La novedad histórica europea ha sido la emergencia de las masas en la política. Trabajadores conscientes entendieron que tendrían que crear un mundo nuevo basado en la libertad, la justicia y la igualdad y millones se pusieron en pie en base a un compromiso individual y colectivo jugándose su puesto de trabajo, las condiciones materiales de los suyos, su libertad y hasta la vida. Esto fue una “economía moral” de la multitud y, en torno a ella, se edificaron grandes partidos de masas, sindicatos de clase y fuertes organizaciones culturales, cívicas y económicas; es decir, socializaron la política, democratizaron la democracia y posibilitaron un nuevo tipo de Estado. Organizar una agenda socialista exigirá un compromiso político fuerte que genere organización, vínculos sociales y territoriales, trabajo voluntario, autoorganización social y una cultura crítica y liberadora; es decir, una forma-partido adaptada a una sociedad que cambia aceleradamente y que requiere formas de participación plurales y diversificadas.

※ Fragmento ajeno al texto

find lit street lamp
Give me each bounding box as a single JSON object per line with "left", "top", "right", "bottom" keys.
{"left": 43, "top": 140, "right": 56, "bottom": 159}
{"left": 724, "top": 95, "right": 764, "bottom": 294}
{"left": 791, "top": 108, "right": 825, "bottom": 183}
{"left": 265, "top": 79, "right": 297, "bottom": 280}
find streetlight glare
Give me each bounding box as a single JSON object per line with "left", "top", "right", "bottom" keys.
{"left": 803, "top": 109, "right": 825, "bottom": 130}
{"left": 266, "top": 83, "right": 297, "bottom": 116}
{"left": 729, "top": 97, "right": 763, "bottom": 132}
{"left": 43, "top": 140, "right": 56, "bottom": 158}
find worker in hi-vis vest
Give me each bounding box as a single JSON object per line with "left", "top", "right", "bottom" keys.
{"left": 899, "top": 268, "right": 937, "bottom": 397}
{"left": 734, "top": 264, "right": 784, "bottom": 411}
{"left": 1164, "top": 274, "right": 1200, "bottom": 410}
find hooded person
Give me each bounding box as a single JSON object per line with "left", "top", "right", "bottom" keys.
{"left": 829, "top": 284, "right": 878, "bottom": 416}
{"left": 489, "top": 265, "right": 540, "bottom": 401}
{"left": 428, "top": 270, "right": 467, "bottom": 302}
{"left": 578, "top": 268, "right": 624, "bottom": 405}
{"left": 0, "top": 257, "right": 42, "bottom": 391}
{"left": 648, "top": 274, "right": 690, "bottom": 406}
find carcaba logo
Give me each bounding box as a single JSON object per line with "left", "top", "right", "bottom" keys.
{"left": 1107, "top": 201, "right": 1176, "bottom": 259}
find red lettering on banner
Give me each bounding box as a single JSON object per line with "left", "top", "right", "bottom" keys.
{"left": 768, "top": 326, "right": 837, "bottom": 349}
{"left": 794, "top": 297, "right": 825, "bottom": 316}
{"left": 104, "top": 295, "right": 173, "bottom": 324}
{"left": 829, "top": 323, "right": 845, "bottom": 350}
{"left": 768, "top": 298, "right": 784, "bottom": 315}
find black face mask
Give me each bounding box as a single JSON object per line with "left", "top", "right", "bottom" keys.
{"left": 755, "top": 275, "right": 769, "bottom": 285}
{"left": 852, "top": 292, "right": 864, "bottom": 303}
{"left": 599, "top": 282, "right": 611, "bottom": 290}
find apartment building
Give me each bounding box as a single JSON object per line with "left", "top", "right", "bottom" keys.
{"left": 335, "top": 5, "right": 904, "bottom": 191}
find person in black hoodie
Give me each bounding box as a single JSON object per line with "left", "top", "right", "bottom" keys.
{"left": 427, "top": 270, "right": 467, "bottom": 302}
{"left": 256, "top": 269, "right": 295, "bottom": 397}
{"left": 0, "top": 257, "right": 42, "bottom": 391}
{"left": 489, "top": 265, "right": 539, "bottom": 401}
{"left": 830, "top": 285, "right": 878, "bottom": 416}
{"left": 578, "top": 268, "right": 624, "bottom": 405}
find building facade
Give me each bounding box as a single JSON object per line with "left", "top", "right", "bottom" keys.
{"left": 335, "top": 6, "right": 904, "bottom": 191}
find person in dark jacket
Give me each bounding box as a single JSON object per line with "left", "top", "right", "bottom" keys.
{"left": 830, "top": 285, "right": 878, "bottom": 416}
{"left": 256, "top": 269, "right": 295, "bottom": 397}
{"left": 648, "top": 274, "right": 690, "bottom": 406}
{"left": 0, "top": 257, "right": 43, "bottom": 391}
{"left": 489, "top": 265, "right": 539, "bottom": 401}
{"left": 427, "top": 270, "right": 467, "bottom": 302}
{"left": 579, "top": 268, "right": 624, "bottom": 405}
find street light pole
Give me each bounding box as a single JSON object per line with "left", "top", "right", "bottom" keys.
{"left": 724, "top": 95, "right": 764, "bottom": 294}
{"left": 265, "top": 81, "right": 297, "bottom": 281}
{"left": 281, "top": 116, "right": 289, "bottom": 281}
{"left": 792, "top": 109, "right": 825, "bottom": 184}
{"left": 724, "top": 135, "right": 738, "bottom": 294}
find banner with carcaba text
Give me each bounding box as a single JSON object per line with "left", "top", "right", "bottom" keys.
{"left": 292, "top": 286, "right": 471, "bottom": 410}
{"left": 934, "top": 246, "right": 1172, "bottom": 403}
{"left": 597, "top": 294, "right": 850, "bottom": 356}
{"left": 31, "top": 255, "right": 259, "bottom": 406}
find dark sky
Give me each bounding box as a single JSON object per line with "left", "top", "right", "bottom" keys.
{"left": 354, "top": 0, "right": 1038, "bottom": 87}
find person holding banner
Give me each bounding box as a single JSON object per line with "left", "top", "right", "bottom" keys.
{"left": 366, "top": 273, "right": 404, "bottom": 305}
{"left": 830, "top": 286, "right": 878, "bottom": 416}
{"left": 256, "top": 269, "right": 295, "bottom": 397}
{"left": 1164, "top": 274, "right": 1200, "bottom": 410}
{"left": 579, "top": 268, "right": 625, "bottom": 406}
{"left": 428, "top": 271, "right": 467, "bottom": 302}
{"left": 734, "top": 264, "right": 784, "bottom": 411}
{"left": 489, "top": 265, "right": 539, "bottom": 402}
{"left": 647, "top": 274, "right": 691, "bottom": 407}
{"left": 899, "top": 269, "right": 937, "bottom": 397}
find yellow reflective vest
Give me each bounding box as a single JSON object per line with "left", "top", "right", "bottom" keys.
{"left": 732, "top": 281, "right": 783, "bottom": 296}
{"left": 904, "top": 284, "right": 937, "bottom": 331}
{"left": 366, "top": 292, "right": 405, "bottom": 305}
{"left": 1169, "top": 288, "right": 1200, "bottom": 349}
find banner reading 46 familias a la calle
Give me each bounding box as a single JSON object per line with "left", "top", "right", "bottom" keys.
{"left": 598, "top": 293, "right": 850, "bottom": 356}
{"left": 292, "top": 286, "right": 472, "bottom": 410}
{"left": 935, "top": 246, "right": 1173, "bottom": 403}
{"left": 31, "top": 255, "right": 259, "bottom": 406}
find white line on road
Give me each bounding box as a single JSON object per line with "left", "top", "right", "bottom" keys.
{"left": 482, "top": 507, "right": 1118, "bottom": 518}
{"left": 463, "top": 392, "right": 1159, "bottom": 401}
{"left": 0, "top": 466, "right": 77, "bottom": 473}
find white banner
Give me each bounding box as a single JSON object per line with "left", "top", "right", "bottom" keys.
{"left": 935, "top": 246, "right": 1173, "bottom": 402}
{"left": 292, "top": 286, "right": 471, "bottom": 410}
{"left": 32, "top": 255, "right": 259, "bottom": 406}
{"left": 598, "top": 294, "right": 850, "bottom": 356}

La democracia del socialismo hay que imaginarla como un periodo histórico dilatado, con avances y retrocesos, donde el objetivo final nunca estará garantizado. La vieja metódica marxista sigue siendo útil: partir de la realidad de sus contradicciones para cambiarla. En el centro, una estrategia basada en una redistribución sustancial de la renta, riqueza, poder y tiempo social. Se trata de un proyecto socialista, ecológicamente fundamentado, concebido como una comunidad de memoria y de liberación, dirigido hacia una sociedad de hombres y mujeres libres e iguales comprometidos con la emancipación.